Une dizaine des civils ont été tués massacrés au cours d’une incursion ADF au quartier BUTANUKA en ville de Beni. Le bilan de cette attaque qui a eu lieu aux environs de 20 heures de lundi s’est alourdi. Il est passé de 11 à 18 civiles tués. Les activités socio économiques ont tourné au ralenti ce mardi. Quelques motards mécontents ont troublé l’ordre public.

C’était de la mélancolie et du désespoir sur les visages de ceux qui sont allés témoigner ce massacre. 11 civils, 2 militaires FARDC et 1 ADF ont été tués au cours de l’attaque de la position militaire de Maswata. Les civils étaient tous habitants des cellules Kalongo et Kimbya, en commune Beu. Le conseil communal de la jeunesse se dit attristé.

« Nous demandons aux autorités d’identifier ces ennemis. Une fois ils refusent, nous la jeunesse de Beu pouvons organiser les actions de grande envergure, notamment des marches pacifiques jusqu’à la démission des autorités », a lancé  Alpha Kabindo, le président.

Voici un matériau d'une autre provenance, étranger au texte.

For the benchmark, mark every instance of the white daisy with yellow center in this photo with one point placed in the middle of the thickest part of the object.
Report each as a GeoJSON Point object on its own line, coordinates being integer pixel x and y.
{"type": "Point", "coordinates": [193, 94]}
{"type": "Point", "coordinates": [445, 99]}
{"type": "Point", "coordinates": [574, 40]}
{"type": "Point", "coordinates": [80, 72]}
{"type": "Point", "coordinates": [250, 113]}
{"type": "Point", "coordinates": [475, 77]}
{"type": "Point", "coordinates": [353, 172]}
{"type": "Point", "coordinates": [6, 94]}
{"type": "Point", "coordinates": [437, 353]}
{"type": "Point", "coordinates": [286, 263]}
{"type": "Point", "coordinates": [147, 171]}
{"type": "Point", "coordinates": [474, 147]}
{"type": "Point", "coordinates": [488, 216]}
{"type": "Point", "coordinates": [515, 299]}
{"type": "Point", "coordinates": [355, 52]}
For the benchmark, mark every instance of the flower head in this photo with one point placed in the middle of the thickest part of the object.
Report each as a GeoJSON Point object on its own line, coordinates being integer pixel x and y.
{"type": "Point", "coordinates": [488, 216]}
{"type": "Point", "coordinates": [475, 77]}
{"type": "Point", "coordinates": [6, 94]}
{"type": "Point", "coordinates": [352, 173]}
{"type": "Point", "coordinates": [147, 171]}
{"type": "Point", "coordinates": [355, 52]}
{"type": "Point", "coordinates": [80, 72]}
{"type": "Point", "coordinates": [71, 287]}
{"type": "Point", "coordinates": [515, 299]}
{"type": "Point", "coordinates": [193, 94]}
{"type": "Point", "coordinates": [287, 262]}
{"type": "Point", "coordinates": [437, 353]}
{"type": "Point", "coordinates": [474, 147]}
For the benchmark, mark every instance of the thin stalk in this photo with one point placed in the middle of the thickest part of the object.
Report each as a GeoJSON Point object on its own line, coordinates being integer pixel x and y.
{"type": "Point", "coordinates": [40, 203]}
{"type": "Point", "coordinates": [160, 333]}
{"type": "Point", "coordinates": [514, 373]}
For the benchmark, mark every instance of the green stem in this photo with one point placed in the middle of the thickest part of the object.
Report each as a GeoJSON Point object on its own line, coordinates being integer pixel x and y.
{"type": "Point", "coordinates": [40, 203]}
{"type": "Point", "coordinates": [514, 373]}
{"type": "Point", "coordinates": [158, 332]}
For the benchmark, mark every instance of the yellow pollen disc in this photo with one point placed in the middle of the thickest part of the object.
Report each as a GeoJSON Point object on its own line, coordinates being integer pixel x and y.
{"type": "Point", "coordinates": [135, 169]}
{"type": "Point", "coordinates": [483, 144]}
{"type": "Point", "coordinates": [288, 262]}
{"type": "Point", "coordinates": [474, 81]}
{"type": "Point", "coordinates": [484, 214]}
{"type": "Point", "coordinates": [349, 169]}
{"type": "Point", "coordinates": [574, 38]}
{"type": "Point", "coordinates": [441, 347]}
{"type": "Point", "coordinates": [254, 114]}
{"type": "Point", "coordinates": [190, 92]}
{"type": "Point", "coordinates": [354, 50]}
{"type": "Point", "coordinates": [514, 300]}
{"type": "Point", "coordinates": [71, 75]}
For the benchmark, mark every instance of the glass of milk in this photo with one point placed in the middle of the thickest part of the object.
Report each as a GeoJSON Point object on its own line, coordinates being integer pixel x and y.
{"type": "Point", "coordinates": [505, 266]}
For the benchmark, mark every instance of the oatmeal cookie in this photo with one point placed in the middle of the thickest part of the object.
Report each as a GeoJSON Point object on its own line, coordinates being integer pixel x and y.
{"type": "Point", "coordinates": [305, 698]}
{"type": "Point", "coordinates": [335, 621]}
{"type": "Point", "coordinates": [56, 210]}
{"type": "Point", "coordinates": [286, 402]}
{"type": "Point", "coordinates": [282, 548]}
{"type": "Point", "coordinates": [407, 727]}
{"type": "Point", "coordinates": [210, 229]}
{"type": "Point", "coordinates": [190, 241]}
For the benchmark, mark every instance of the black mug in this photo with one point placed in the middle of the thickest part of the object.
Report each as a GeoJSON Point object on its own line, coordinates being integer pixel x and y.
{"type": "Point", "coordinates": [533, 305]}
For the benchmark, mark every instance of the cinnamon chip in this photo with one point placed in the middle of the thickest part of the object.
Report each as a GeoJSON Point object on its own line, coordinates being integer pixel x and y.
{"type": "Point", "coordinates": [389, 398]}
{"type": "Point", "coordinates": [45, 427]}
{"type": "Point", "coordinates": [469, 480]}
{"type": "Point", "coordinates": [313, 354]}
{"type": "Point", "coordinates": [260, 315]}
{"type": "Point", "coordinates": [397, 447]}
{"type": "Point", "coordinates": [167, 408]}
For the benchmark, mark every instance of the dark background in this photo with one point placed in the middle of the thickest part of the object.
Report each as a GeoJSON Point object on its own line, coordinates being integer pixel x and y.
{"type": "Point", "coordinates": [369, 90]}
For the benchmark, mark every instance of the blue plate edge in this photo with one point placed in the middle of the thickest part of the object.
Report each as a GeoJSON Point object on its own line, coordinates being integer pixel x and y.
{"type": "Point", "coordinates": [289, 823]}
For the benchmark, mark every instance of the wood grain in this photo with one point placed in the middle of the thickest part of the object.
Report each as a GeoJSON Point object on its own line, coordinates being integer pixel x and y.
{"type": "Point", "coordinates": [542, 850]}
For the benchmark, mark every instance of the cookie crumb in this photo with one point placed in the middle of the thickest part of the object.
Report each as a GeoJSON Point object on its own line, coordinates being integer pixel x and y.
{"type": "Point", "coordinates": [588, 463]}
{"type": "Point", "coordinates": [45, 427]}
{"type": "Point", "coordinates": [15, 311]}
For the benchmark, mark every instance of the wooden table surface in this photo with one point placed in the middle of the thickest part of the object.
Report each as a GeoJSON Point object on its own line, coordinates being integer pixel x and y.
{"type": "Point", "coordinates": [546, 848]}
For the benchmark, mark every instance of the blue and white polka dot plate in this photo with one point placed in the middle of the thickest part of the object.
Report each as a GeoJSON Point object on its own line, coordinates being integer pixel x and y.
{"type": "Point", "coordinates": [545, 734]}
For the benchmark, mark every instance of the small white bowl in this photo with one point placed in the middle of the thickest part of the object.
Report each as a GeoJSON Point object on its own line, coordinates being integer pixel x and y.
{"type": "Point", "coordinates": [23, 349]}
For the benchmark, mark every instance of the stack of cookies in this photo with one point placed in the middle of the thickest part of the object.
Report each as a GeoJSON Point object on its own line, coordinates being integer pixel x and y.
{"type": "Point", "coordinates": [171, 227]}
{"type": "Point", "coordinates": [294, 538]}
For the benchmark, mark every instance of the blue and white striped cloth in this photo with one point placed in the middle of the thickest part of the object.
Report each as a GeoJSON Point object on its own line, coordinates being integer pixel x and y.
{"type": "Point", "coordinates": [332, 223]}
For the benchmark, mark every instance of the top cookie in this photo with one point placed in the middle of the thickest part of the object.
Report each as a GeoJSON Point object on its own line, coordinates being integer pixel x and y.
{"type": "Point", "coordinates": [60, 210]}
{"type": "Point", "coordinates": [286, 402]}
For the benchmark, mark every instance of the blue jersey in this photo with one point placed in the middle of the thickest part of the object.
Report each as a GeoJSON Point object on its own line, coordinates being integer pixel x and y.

Les corps ont été levés du lieu du drame sur fond de tension populaire. Une marche de colère qui a chuté à la mairie de Beni a paralysé les activités socioéconomiques. Les manifestants ont déposé deux corps devant le maire.

« C’est pourquoi nous venons écouter ce que le maire de ville va nous dire au sujet de ce Nième massacre. A cette occasion, nous en appelons à deux journées ville morte à Beni », s’est déchargé ce civil.

L’autorité urbaine a tenté de calmer les esprits, mais en vain. Bakwanamaha MODESTE a plutôt prêché le respect aux morts.

« Ce n’est pas que l’armée n’a rien fait », a-t-il ajouté.

Par ailleurs, l’ennemi a continué à se manifester dans les périphéries du quartier Rwangoma et Butanuka et les détonations d’armes ont été entendues dans la mi-journée.